In spite of all the uncertainty looming over us, I slept like the dead that night. That next morning, I kept sleeping right through Arramy getting up. More surprising, I also slept through Denzig making breakfast, waking only when he started up the engine and Number 47 began moving out of the docks.

Denzig was still in the kitchen when I came out of the cabin, and gave me a bright grin as he scooped eggs out of the pan and onto a plate for me. Arramy was piloting the boat. Denzig had let him.

I ate the eggs and smiled and stifled an odd twist of disappointment, choosing instead to be relieved that I wouldn't have to follow the awkwardness of the night before with what I was sure would be an equally awkward day.

I needn't have worried. Not that I was. Worried, I mean. At all. But Arramy stayed up there for most of the day, until Denzig took over after lunch, and then he worked on the boat some more, tinkering with this and that, taking this other thing apart and putting it back together in better working order. It was like watching some an oversized, overzealous repair pyxxe with a grease pot for wings and a turnscrew for a wand.

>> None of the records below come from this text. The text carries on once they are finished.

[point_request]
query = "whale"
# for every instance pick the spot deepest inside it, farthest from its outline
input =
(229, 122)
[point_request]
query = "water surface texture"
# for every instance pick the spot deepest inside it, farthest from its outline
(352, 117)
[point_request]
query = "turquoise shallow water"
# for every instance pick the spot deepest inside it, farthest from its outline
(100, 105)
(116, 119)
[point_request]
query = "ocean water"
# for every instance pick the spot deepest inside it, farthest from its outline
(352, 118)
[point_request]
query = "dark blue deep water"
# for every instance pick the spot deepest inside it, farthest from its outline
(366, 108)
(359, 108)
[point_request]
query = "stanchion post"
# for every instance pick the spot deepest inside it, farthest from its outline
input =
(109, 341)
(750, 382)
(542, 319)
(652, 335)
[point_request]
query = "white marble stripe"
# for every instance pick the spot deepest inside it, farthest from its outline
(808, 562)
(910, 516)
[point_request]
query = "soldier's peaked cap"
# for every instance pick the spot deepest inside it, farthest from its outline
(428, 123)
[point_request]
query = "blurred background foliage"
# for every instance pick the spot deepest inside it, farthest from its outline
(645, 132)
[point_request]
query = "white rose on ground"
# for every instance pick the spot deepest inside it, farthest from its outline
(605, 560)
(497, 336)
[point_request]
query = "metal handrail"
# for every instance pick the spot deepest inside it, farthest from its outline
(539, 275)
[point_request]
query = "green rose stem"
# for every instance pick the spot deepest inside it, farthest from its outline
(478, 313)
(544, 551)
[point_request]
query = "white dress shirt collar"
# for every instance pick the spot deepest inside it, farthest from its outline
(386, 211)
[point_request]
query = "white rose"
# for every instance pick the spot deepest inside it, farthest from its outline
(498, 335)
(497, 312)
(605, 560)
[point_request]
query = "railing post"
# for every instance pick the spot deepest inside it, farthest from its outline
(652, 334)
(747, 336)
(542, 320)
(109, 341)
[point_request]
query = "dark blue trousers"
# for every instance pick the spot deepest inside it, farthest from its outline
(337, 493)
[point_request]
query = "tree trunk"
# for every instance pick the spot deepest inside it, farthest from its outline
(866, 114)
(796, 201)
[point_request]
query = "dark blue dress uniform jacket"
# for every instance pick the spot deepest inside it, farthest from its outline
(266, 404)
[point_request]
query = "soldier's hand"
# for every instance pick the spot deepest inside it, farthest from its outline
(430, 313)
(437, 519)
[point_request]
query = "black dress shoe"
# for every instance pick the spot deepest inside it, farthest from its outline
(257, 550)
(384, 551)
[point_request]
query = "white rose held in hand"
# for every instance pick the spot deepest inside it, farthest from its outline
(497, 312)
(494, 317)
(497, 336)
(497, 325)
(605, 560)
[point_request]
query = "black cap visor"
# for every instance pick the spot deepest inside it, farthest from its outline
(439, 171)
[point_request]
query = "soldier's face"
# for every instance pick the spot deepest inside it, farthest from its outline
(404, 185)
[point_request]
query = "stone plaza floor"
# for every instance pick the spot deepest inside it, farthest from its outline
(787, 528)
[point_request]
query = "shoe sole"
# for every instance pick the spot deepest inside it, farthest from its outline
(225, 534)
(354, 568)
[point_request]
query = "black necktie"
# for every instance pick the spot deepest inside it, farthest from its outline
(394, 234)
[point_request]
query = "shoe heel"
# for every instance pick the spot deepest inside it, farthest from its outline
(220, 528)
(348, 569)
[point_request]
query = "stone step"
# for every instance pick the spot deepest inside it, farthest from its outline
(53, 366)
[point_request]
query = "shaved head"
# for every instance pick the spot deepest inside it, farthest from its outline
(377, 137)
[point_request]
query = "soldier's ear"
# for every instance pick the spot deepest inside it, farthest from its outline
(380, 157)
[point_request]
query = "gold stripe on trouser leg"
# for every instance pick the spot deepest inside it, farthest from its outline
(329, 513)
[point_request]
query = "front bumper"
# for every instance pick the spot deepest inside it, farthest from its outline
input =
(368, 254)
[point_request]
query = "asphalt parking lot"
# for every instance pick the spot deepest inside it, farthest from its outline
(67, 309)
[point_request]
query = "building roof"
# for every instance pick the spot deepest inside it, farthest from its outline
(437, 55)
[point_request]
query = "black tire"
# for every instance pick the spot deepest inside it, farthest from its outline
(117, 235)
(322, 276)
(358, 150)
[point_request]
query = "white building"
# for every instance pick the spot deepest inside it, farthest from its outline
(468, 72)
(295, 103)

I cleaned the kitchen. Made sandwiches for lunch. Helped Denzig make dinner. I quickly ran out of chores to do in Denzig's very neat and tidy little living quarters, but Denzig didn't seem to mind. He didn't want me fussing around anyway, and said he was just glad of my company. So that was what I did. I sat and listened to his stories while Arramy actually earned our keep.

Arramy didn't mind that I was sitting around, either, but that might have been because he was too busy being useful to notice.

The next two days passed in much the same way. After spending the night in Vorrim, we steamed upriver, through the Second Pearl and into the Third before stopping for the night again in Andersk. We passed the Andersk checkpoint for the Third Pearl even easier than the one at Vorrim, and then ate a lovely dinner of gambillo stew.

Through all of it, Arramy kept up a polite distance.

He wasn't rude, or angry. He was quiet, but not unusually so. He didn't stomp around or glare. It was more a lack of something that had been there before. When I spoke to him, he listened and responded readily enough, but he didn't initiate conversation and his smile died just a little too quickly.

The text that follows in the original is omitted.